We are in historically unprecedented times. The
foundation is being laid for a default of USTreasurys in the wake of
the greatest regulatory failure in modern history, and the collapse of
the US financial system. Anyone who cannot see that suffers from poor
vision, chronic nostalgia, low mental wattage, a paycheck from Wall
Street, a post in financial press media, or owning an Economics
advanced degree. So many changes come with each passing day, not week,
that it boggles the mind. Many of us predicted $100 updays for gold,
and we almost saw one. The wheels came off the US financial wagon long
ago, but only now that fact is being recognized. The monetization
largesse finally has gone beyond the corrupt bailouts of fraud kings on
Wall Street. My longstanding forecast
has been that when the monetary inflation machinery spits output beyond
the sanctimonious walls of the Wall Street whorehouses, INTO THE
MAINSTREAM, that the gold price would rise substantially.

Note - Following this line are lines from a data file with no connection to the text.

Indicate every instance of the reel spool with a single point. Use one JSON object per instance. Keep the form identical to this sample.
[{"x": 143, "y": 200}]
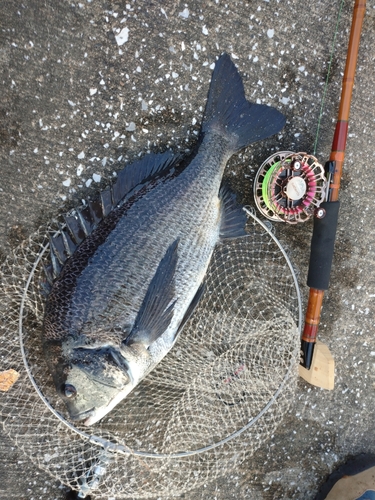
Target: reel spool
[{"x": 289, "y": 187}]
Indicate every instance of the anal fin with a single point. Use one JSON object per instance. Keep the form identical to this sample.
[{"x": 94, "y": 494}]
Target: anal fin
[
  {"x": 233, "y": 216},
  {"x": 157, "y": 308}
]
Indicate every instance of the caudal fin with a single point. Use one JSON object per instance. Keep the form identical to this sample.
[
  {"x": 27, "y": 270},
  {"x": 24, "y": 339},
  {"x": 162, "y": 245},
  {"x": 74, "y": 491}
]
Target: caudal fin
[{"x": 230, "y": 114}]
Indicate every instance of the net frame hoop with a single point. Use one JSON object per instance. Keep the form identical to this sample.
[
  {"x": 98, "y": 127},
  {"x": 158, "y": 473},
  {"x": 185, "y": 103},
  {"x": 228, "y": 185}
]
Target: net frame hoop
[{"x": 123, "y": 449}]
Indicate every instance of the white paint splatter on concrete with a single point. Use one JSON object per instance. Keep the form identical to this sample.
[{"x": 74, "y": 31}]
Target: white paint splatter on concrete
[
  {"x": 184, "y": 14},
  {"x": 123, "y": 36}
]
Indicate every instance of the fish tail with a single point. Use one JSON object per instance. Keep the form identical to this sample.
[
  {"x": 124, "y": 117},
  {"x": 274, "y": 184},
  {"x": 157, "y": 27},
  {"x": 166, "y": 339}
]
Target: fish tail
[{"x": 231, "y": 115}]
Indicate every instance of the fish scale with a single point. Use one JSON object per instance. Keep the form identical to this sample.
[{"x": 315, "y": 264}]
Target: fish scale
[{"x": 124, "y": 295}]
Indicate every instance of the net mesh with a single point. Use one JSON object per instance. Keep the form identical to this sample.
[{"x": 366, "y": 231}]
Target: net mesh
[{"x": 214, "y": 399}]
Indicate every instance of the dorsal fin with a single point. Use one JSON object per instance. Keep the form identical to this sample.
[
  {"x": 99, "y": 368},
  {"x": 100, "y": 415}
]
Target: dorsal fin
[{"x": 81, "y": 222}]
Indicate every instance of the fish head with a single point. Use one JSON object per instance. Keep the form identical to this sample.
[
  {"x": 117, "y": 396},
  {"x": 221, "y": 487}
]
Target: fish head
[{"x": 94, "y": 381}]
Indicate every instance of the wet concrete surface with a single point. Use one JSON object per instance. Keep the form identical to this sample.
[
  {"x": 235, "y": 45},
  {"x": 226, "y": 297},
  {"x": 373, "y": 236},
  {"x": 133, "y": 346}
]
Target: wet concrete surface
[{"x": 75, "y": 105}]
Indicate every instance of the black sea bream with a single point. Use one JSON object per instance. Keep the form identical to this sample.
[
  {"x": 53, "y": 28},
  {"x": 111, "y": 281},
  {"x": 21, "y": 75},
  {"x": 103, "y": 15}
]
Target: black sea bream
[{"x": 122, "y": 297}]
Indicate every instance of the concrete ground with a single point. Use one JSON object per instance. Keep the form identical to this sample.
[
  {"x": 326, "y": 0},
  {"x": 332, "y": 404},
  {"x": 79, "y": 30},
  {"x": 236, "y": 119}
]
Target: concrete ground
[{"x": 87, "y": 85}]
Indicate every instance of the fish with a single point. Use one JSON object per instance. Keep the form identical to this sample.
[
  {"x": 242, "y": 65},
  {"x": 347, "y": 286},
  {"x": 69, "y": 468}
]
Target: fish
[{"x": 127, "y": 271}]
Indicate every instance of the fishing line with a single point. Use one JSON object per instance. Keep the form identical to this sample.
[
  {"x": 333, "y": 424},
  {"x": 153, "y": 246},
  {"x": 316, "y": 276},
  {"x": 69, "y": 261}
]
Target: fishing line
[{"x": 333, "y": 47}]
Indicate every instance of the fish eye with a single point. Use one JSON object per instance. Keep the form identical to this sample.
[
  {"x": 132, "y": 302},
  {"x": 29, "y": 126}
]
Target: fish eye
[{"x": 69, "y": 390}]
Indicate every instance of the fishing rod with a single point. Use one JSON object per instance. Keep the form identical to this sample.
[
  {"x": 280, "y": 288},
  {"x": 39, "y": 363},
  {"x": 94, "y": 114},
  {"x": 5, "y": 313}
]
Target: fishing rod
[
  {"x": 325, "y": 222},
  {"x": 293, "y": 187}
]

That process has begun, starting with Fannie Mae & Freddie Mac, and
now moving to AIG. Only when phony money floods the system where people
live, not where the elite conmen with strangehold control the
counterfeit processes, will gold shine. So many unexpected upcoming
events will occur, enough to make a forecaster dream. Let's begin with
the most important. Much more details are provided to Hat Trick
subscribers.
RAIDS OF INDIVIDUAL ACCOUNTS
This is so important a topic, that it deserves top
billing!!! Hidden inside the AIG bailout funding package, surely
hastily cobbled together, but carefully enough to include a totally
corrupt clause, was a handy dandy clause that permits raids. The conglomerate financial firms are
permitted at this point to use private individual brokerage account
funds to relieve their own liquidity pressures. This
represents unauthorized loans of your stock account assets. So next, if
the conglomerate fails, your stock account is part of the bankruptcy
process. Finally the corrupt USGovt and corrupt Wall Street houses are
desperate enough to put into policy, stated by the US Federal Reserve,
outlining the authorized raid of your money. Beware. A good route would
be to remove your money, start a subscription here, and open a
GoldMoney account, then purchase physical gold or preferably silver
with my offered discount. That cannot be taken from you, and will rise
5x for gold and 10x for silver in the next two to three years. The
actual evidence for legalized stock account raids by the financial
firms can be found in recent articles in Financial Times and Wall
Street Journal. So this is not a wild claim. The September 14th
article on the Wall Street Journal entitled "Wall Street Crisis Hits Stocks"
was the first exposure.
The runs on US banks are in progress. See Washington
Mutual, where private email messages have been shared by WaMu bank
officers. WaMu alone could deplete the
entire Federal Deposit Insurance Corp fund for bank deposit coverage.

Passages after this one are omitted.